Всё равно, это его удивляло. Дело-то было редкое. Помнится в молодости, ещё в южных странах, его рота лишилась капитана. Он не был убит, не был ранен, он сбежал с ротной казной. И поймать его не смогли. Лейтенанту, заместителю капитана, естественно, доверия не было никакого. А командир был нужен, командир всегда нужен. Тогда представители корпораций собрались и выбрали нового капитана, и оставшиеся офицеры роты безоговорочно приняли выбор солдат. Но тогда выбирали капитана. Не генерала.
Кавалер опять думал о том, что в его земле недруги обязательно и с удовольствием окрестят его выскочкой и самозванцем. Но отказаться теперь от чина, снять прекрасную перевязь было невозможно. Это было всё равно что плюнуть в солдат и офицеров его.
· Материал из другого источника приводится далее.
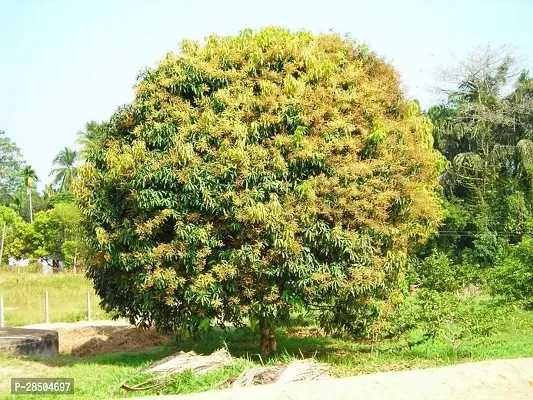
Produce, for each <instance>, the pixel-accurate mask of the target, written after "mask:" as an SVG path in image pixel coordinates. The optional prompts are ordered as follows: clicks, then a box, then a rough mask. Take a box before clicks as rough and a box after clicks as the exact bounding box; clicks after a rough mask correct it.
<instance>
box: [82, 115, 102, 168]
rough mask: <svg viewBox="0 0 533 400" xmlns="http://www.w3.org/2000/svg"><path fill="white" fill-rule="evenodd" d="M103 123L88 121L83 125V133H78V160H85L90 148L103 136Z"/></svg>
mask: <svg viewBox="0 0 533 400" xmlns="http://www.w3.org/2000/svg"><path fill="white" fill-rule="evenodd" d="M105 129H106V125H105V123H104V122H97V121H90V122H87V123H86V124H85V131H78V140H77V143H78V144H79V145H80V146H81V148H80V158H81V159H82V160H85V158H86V157H87V153H88V152H89V150H90V148H91V146H94V144H95V143H96V142H97V141H98V140H100V139H102V138H103V137H104V136H105Z"/></svg>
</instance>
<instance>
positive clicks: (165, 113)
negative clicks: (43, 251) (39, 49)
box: [75, 27, 443, 355]
mask: <svg viewBox="0 0 533 400" xmlns="http://www.w3.org/2000/svg"><path fill="white" fill-rule="evenodd" d="M107 129H108V132H107V133H106V135H105V137H104V139H102V140H100V141H98V142H97V143H96V144H95V145H94V146H91V148H90V149H88V150H89V152H88V155H87V163H86V165H85V166H83V167H82V168H81V171H80V182H79V184H78V185H76V187H75V194H76V196H77V200H78V202H79V204H80V208H81V211H82V214H83V215H84V221H85V224H86V228H87V233H88V235H89V238H90V243H91V246H92V249H93V251H94V257H93V258H92V259H91V260H90V263H89V264H90V267H89V270H88V275H89V277H91V278H92V279H93V280H94V284H95V287H96V291H97V293H98V294H99V295H100V296H101V298H102V301H103V303H104V305H105V306H106V307H107V309H109V310H114V311H116V312H118V314H119V315H122V316H125V317H128V318H130V320H131V321H132V322H134V323H137V324H140V325H149V324H156V325H157V326H158V327H160V328H162V329H166V330H177V329H179V328H184V327H187V328H189V329H191V330H197V329H199V328H201V327H202V326H205V324H206V323H207V324H209V323H210V321H211V322H212V321H214V320H217V321H219V322H221V323H223V322H226V321H230V322H233V323H236V324H239V323H242V322H243V319H244V318H246V317H248V318H251V319H255V320H258V321H259V325H260V327H261V351H262V353H263V354H265V355H268V354H269V353H271V352H272V351H274V350H275V338H274V336H273V331H272V327H273V326H274V325H275V324H277V323H279V322H280V321H283V319H284V318H285V317H287V315H288V313H289V312H290V311H291V310H293V309H294V308H295V307H298V306H299V305H302V304H304V305H307V306H315V307H317V308H319V309H320V310H322V318H321V321H322V323H323V325H324V326H325V327H326V328H327V329H329V330H347V331H351V332H354V331H357V330H358V329H361V326H362V325H364V324H365V321H366V318H367V316H368V315H370V314H372V312H370V313H369V311H368V310H378V309H379V304H381V302H382V301H385V300H387V299H388V298H389V294H390V293H391V292H392V291H393V290H395V289H397V288H398V284H399V283H400V282H401V281H402V279H403V269H404V265H405V259H406V251H407V249H408V247H409V246H411V245H412V244H413V243H415V242H418V241H421V240H424V239H425V238H427V236H428V235H429V234H430V233H431V232H432V231H433V230H434V229H435V228H436V226H437V224H438V221H439V219H440V214H441V209H440V206H439V205H438V203H437V200H436V189H437V179H436V178H437V176H438V174H439V172H440V169H441V168H442V166H443V163H442V160H441V157H440V156H439V154H438V153H437V152H436V151H434V150H433V142H432V136H431V133H432V126H431V123H430V122H429V120H428V119H427V118H426V117H425V116H424V115H423V114H422V113H421V112H420V110H419V108H418V106H417V105H416V104H414V103H409V102H407V101H405V100H404V99H403V97H402V93H401V91H400V88H399V82H398V76H397V73H396V72H395V70H394V69H393V68H392V67H391V66H390V65H388V64H387V63H385V62H384V61H382V60H380V59H379V58H377V57H376V56H375V55H374V54H372V53H370V52H369V51H368V50H367V48H366V46H358V45H356V44H355V43H354V42H352V41H351V40H347V39H343V38H341V37H340V36H338V35H335V34H323V35H319V36H313V35H312V34H310V33H308V32H298V33H291V32H289V31H287V30H285V29H281V28H276V27H272V28H266V29H262V30H260V31H251V30H245V31H243V32H242V33H241V34H240V35H238V36H230V37H218V36H210V37H209V38H207V41H206V43H205V45H200V44H198V43H196V42H191V41H185V42H183V44H182V46H181V51H180V53H178V54H172V53H169V54H168V55H167V56H166V58H165V59H164V60H162V61H161V63H160V64H159V66H158V67H157V68H156V69H154V70H146V71H145V72H144V73H142V74H141V76H140V81H139V83H138V85H137V88H136V95H135V100H134V102H133V103H132V104H131V105H128V106H126V107H124V108H122V109H120V110H118V111H117V112H116V113H115V115H114V116H113V117H112V118H111V120H110V122H109V126H108V127H107ZM376 312H377V311H376Z"/></svg>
Ну что ж, сделано так сделано, видит Бог, не сам он себе сию ленту устраивал.
— Мильке!
— Да, генерал, — отозвался капитан штаба.
«Генерал». Звучит-то как непривычно. Высокопарно. Всё равно что «епископ», не меньше.
— Дам вам сто талеров, — говорит Волков, всё ещё находясь под впечатлением от слова «генерал», — купите свиней, вина, пива, ещё чего-нибудь, пусть людям будет праздник. И пленным тоже пусть пожарят мяса.
— Будет исполнено. Сейчас же займусь праздничным обедом.
«Это прекрасно, конечно…»
— А как наши другие дела? — спрашивает новоиспечённый генерал.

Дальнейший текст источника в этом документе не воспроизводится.